Alba Tanner, an Army specialist from Hammond, La., rode in tanks in Iraq until a roadside bomb tore out his armpit and took his right arm's full use.

Maggie, part quarter horse and part Percheron, rode in weddings and parades until her owner decided to donate her to a therapeutic riding program in Odessa.

The two met there one recent sunny morning, the stoic horse tasked with helping the wounded soldier.

"All right Alba, how are you feeling today?" called out Beckie Wolf, a riding instructor at the Quantum Leap horse farm.

Tanner, 21, spelled out the answer.


A remarkable statement for a baby-faced warrior stuck in hospitals since late August but believable still, as birds fluttered happily and the only immediate hazards were stinking mounds of manure.

Before the Army and Iraq - where it was so hot he joked he lived "about 3 miles from hell" - Tanner rode horses on a big piece of land at home and practiced writing with his left hand because his mother said "you never know when you'll have to use it."

And here he was, using his left hand to steady himself atop Maggie, his right hand frustratingly dormant from nerve damage. He breathed in through his nose, then out through his mouth, just as the teacher instructed.

"The more relaxed you are, the more relaxed the horse is and the better your muscles feel," said Lisa Lendoiro, a horse farm volunteer who walked alongside Tanner and the horse as they meandered around the grassy riding ring.

Tanner considered the hours at the peaceful farm a getaway pass for him and two other Iraq veterans being treated at the James A. Haley Medical Center in Tampa. He never thought of horses as healers.

Yet at Quantum Leap and riding centers around the country, wounded members of the military are turning to therapeutic horse riding to rebuild some of what they've lost. Riding horses improves balance, boosts confidence and strengthens memory skills, said Quantum Leap owner Edie Dopking.

Horses as extroverts

The farm provides a non-threatening environment, a place where no one ogles at skin purpled by burns or legs cut short at the knees.

"This is a nice first venture out for those guys who have some disfigurement," Dopking said. "It turns their focus from their disability to their abilities."

She looks for animals who, in human terms, are extroverts and open to new experiences.

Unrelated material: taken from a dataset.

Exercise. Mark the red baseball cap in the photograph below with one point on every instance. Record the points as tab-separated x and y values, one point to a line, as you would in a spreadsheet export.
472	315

By nature, horses are not comfortable around wheelchairs and medical contraptions, but they can adapt through conditioning, she said.

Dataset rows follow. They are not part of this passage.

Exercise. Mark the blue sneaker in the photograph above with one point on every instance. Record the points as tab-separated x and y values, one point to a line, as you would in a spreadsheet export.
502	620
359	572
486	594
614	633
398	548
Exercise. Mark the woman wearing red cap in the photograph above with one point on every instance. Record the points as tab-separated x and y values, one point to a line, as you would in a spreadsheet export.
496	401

Smokey, a buckskin-colored horse with a sore front leg, took instantly to Marine Cpl. Chris Malone, a 21-year-old whose right leg was shattered into "little itty, bitty pieces" by a rocket in Ramadi and amputated by doctors 3 inches above the knee.

Malone, raised on a Texas ranch, had not been back on a horse since the summer trauma. But he mounted the unflinching horse from his wheelchair in seconds, an act so smooth and quick it seemed to defy his limb's missing bottom half.

He looked skeptical when, as he and Smokey promenaded across the riding ring, Wolf instructed him to drop the reins and practice a backstroke motion as a balance test. He hesitated, shook his head and then fashioned his arms like a windmill through the air.

"How does she feel to you, Chris?" Wolf asked.

"She's not bad," he said. "A little stubborn."

Part of Smokey's magic worked undetected. Because a horse's gait closely mimics the human stride, the riding helped re-educate Malone's brain about where his leg had been, Dopking said. The stimulation would ease his adjustment to the prosthetic limb he was scheduled to get back at the Walter Reed Army Hospital in Washington. Then Malone expected to return to Texas and his own horses.

Tanner, who was guiding Maggie through two poles and around a tree as part of a memory exercise, already felt the pain in his shoulder dissipating as he bounced up and down on her saddle.

"I can't tell you how thankful I am for your service," a farm volunteer was telling him.

The blast had blown him from his vehicle, killing its driver. Tanner's broken jaw had healed by now, but shrapnel metal still decorated his insides.

Weighing on him daily were the unknowns of his future - when his bum arm would get better, whether he'd be able to get out of the Army and maybe become a fireman.

But up on Maggie, for those blissful, dignified, fleeting 30 minutes, he said he had forgotten about it all.